M. Méry, — un jour qu’il était parvenu à retrouver la plume avec laquelle il écrivait
jadis Héva et la Guerre de Nizam, a écrit dans les Nuits anglaises vingt pages qu’il peut revendiquer comme étant
l’invention de la photographie. Je n’essayerai pas de lutter avec ce passage qui est
resté dans toutes les mémoires littéraires comme un bon point à marquer à l’écrivain qui
s’en marque lui-même tant de mauvais. — Qu’il vous suffise de savoir que Hay-Market,
Piccadilly et les rues avoisinantes sont les principaux docks— de la compagnie de
Cythère. — Depuis minuit jusqu’à cinq heures du matin, dans cette rue et dans celles qui
l’avoisinent, on trouve l’affluence qu’on remarque à Paris aux Champs-Élysées les jours
de feu d’artifice. Sans doute c’est un tableau affligeant pour le moraliste, mais à
Londres la morale se couche à neuf heures. À partir de ce moment, le pavé appartient à
ceux qui ont l’habitude de le battre, et c’est en battant ce pavé-là, que Shakespeare a
rêvé les types immortels de Juliette, de Cordélia, de Desdemone et de toutes les
femmes-anges qui peuplent son répertoire.

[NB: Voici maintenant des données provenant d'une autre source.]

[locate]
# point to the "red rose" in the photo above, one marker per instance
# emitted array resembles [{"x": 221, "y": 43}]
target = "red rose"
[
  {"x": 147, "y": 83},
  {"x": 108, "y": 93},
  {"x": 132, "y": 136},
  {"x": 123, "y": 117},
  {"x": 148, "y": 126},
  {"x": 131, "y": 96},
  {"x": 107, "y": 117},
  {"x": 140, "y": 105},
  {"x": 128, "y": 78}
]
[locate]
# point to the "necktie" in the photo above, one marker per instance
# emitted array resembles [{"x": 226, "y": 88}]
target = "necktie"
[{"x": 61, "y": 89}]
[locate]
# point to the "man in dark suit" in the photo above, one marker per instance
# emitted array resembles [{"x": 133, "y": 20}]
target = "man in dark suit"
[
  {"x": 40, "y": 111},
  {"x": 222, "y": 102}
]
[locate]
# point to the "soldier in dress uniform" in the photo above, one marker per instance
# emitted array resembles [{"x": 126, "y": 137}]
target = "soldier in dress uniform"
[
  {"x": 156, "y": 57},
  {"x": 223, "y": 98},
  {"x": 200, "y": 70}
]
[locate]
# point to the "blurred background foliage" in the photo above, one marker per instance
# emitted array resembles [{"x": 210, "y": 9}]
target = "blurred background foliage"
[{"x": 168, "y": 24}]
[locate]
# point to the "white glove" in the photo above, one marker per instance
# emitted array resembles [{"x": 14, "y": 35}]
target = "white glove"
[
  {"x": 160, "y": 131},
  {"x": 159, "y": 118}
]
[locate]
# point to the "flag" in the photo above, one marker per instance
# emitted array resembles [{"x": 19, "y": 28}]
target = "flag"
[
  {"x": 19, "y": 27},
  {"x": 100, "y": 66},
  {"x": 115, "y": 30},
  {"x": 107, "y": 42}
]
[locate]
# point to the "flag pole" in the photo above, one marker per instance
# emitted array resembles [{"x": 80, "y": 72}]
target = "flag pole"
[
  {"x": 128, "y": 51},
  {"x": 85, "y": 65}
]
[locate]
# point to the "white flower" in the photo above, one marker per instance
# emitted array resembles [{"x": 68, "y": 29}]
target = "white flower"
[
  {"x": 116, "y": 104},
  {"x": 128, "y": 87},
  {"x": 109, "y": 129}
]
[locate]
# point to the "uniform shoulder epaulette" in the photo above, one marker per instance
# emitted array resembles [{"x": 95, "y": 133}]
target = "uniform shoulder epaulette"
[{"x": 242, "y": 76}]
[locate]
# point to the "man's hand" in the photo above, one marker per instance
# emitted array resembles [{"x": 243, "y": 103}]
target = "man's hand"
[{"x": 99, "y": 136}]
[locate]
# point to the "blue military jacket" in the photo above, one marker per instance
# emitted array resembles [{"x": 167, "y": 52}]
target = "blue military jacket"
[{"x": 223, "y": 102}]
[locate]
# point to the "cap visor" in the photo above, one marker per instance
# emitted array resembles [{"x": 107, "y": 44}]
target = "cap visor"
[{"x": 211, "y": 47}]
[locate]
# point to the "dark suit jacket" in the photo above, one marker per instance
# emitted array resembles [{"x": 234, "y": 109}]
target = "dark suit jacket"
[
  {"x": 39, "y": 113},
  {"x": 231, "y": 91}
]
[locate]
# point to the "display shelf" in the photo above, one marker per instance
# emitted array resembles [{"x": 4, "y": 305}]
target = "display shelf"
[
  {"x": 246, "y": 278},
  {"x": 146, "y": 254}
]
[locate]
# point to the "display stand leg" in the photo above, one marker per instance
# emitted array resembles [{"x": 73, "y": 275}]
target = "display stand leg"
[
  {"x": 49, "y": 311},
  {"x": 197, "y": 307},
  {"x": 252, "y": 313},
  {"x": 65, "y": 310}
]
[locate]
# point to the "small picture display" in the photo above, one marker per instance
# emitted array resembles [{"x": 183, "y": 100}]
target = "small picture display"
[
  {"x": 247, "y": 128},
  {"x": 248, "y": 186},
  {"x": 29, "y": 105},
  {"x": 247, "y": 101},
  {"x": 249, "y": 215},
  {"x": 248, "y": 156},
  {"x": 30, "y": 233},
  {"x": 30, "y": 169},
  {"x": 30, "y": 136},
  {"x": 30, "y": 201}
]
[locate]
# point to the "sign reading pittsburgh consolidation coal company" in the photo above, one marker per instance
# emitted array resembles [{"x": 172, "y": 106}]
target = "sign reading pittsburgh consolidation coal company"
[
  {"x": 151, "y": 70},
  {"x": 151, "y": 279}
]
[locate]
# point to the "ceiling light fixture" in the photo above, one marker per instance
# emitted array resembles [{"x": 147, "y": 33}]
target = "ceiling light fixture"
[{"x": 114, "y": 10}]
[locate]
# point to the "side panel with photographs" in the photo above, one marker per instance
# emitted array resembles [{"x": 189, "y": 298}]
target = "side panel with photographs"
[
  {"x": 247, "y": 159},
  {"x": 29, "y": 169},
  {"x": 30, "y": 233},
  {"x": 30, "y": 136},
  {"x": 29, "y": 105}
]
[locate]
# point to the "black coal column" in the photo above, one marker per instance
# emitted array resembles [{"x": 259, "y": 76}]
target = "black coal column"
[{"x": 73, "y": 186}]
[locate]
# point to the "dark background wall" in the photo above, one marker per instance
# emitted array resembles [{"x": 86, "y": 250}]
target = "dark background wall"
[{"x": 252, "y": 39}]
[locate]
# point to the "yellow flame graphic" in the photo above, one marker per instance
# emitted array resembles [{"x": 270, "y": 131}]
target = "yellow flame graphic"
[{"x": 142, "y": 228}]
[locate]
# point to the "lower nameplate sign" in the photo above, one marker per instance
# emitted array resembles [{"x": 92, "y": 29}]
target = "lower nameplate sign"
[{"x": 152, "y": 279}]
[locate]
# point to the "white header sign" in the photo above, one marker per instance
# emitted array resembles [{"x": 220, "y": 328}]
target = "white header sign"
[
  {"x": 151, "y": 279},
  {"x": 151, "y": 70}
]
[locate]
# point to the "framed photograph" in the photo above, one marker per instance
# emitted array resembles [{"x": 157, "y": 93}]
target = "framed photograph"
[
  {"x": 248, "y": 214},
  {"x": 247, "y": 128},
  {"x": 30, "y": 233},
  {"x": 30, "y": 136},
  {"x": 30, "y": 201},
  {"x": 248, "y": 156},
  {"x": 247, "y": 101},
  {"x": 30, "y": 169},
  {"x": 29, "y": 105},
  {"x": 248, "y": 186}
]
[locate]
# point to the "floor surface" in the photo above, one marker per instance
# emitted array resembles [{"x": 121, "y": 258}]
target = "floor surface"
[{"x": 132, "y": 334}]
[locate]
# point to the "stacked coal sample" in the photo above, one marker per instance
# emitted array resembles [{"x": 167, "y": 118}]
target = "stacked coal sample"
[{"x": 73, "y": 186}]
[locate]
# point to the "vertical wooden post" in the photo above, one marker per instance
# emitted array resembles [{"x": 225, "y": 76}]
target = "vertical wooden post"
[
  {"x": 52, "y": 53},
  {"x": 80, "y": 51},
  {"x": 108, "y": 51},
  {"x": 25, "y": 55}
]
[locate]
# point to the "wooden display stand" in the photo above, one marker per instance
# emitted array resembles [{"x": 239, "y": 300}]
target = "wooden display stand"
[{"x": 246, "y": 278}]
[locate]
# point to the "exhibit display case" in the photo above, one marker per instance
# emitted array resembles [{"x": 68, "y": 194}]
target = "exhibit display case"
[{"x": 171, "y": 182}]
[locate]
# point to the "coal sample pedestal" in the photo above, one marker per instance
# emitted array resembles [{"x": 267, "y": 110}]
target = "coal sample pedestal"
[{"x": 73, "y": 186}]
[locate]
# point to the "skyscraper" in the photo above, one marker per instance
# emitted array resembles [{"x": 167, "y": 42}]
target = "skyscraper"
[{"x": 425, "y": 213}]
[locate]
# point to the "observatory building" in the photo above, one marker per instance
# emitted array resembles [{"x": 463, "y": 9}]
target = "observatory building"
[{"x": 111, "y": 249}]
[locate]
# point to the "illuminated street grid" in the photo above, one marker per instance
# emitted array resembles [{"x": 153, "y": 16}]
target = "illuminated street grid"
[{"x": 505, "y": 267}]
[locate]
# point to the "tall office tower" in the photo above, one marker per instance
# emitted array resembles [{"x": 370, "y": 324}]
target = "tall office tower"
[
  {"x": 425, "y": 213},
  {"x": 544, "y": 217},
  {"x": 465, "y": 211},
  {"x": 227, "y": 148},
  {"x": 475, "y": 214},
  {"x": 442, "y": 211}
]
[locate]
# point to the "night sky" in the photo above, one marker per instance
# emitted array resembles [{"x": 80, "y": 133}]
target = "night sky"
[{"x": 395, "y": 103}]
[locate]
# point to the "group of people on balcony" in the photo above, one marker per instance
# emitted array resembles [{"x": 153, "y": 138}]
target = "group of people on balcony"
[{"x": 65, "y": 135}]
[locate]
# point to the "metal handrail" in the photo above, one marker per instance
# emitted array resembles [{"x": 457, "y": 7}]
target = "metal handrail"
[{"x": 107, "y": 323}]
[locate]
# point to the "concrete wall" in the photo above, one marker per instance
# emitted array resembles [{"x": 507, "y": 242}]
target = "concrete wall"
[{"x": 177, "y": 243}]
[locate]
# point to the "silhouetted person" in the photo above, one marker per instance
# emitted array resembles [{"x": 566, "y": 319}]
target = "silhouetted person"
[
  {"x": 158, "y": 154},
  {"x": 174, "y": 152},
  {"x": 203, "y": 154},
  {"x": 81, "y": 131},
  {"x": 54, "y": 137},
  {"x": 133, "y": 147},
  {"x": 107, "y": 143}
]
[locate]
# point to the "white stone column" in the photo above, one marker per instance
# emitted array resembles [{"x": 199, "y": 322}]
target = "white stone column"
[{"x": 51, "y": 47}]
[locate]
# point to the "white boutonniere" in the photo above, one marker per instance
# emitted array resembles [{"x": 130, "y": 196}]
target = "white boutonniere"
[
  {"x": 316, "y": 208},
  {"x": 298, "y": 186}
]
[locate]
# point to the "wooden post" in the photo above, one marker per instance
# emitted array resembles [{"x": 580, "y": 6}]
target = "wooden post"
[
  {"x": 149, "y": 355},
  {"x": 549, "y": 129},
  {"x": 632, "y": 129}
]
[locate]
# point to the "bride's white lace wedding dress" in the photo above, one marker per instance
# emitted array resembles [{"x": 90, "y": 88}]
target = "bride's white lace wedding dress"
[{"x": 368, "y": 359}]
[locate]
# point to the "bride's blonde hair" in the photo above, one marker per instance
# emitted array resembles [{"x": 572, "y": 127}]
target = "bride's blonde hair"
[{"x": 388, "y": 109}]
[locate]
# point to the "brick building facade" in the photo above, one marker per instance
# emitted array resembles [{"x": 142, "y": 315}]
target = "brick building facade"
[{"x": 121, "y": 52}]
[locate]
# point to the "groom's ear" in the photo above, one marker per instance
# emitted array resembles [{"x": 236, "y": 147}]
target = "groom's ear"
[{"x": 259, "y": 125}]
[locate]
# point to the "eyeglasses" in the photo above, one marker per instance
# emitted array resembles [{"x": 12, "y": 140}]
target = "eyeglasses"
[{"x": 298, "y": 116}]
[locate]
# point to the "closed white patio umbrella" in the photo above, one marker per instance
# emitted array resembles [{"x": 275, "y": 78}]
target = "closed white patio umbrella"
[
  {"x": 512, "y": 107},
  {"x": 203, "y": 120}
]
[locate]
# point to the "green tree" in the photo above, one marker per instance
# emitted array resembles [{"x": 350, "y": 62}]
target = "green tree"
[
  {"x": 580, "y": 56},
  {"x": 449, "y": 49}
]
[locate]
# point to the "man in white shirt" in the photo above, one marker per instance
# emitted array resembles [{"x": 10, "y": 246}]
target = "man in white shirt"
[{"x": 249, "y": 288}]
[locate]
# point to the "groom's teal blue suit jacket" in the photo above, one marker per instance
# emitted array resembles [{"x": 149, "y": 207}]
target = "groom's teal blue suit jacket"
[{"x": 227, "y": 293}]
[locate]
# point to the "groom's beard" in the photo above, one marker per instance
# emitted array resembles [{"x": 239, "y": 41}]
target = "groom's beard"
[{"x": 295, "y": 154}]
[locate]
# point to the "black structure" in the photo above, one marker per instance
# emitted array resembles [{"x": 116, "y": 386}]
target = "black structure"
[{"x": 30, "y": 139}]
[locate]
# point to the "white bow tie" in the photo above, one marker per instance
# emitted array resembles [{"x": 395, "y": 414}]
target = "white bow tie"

Un spectacle bien cher à tous ceux dont le tempérament est fait avec une rognure de
Gargantua, c’est le luxe apéritif des tavernes et la mise en scène pleine de séductions
de leur étalage extérieur où, sous la blanche lumière du gaz, se rassemblent toutes les
variétés connues du règne animal. — Les publics-houses de Hay-Market et de Piccadilly
sont de préférence ceux où l’on va souper au retour du Wauxhall, de Cremorn et du
Casino. Un homard vivant, passant ses longues pinces au travers du grillage de Scott,
m’a invité à aller le manger. Scott est la Maison-d’or du quartier. Il est patronné par
les jeunes gens de l’aristocratie et par les crinolines de grande circonférence. Le
cabinet particulier existe peu dans les tavernes anglaises. Les salons sont divisés en
compartiments, — ce qui rend l’isolement absolu à peu près impossible. — Mais ce que la
morale y peut gagner, elle le perd dans les parcs qui restent ouverts toute la nuit.
— Cependant, depuis quelque temps, l’autorité s’est émue de ces pèlerinages après boire.
— Les parcs n’ont point été fermés, mais, sur une pétition de la chaste Diane qui avait
sa statue dans Saint-James, on a organisé des rondes, qui assurent à la déesse un repos
tranquille, en éloignant de ses regards tout ce qui pourrait lui faire regretter trop
vivement l’absence d’Endymion.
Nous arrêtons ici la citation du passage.